Luiz Edson Fachin: Sim, sem dúvida. A duração razoável dos processos, elevada a princípio constitucional, é um desiderato que deve ser buscado pelo Poder Judiciário. Com o fim da separação judicial, haverá maior celeridade e menor tramitação burocrática dos feitos judiciais. Além disso, abre-se o debate sobre a possibilidade, diante do que a legislação já propicia, a fim de ser incrementada a via extrajudicial para evitar o acúmulo dos afazeres no âmbito das funções jurisdicionais; por isso, consoante já se orientou para os cartórios e tabeliães, para a lavratura de escritura publica de divórcio direto não há mais que se exigir a comprovação de lapso temporal nem presença de testemunhas, desde que respeitados os demais requisitos da Lei 11.441/07. É que agora, para o decreto do divórcio, não mais se exige o decurso de um ano da separação judicial ou da liminar de separação de corpos (divórcio por conversão) ou o decurso de dois anos da separação de fato do casal (divórcio direto). Somente uma precariedade de argumentos pode sustentar a frágil união que levaria uma pessoa se casar em um dia e pedir o divórcio no seguinte.
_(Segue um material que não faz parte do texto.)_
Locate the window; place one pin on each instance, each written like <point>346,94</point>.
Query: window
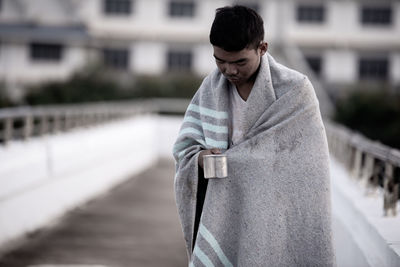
<point>117,7</point>
<point>376,15</point>
<point>310,13</point>
<point>181,8</point>
<point>46,52</point>
<point>315,64</point>
<point>116,58</point>
<point>179,60</point>
<point>373,68</point>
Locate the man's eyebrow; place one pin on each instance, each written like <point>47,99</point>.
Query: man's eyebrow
<point>236,61</point>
Esse terrorrismo argumentativo não se sustenta na "ratio" da família como união de amor, marcada pela ética do afeto, e circunscrita pelos vínculos reais e não apenas formais.

 

Alguns juristas entendem que a EC 66/2010, por si só, não é o suficiente para acabar com o instituto da separação. Qual a sua opinião a respeito?

Luiz Edson Fachin: É suficiente. Não paira a menor dúvida quanto ao fim do instituto da separação, que foi, pela Emenda Constitucional, eliminado do texto constitucional. Somente uma exegese que vá de encontro à Constituição agora emendada poderá sustentar, numa hermenêutica reducionista e passadista, a necessidade de nova proclamação legislativa para tal fim. A separação, enfim, não é mais assunto do ordenamento jurídico brasileiro. Manter a separação é convidar para o presente um instituto do passado e tornar insepulta a figuração jurídica da separação.

 
Na prática, o que muda na vida das pessoas com a EC 66/2010?

Luiz Edson Fachin: As mudanças são grandes. Dentre elas: Extingue os requisitos para a decretação do divórcio e deixa de contemplar o instituto da separação judicial, facilitando a vida das pessoas na realização das suas escolhas; gera consequência da maior relevância jurídica e sócio-cultural que é o fim da discussão da culpa nos divórcios; contribui para diminuir a litigiosidade desnecessária entre os cônjuges que põem fim a vida em comum, o que inexoravelmente interfere muito negativamente na formação, criação e educação dos filhos comuns, especialmente que as vísceras do desafeto trazem à mostra os "sintomas do fim": acusações de adultério, injúria grave, sevícia, condutas desonrosas, desrespeito, agressão, e assim por diante.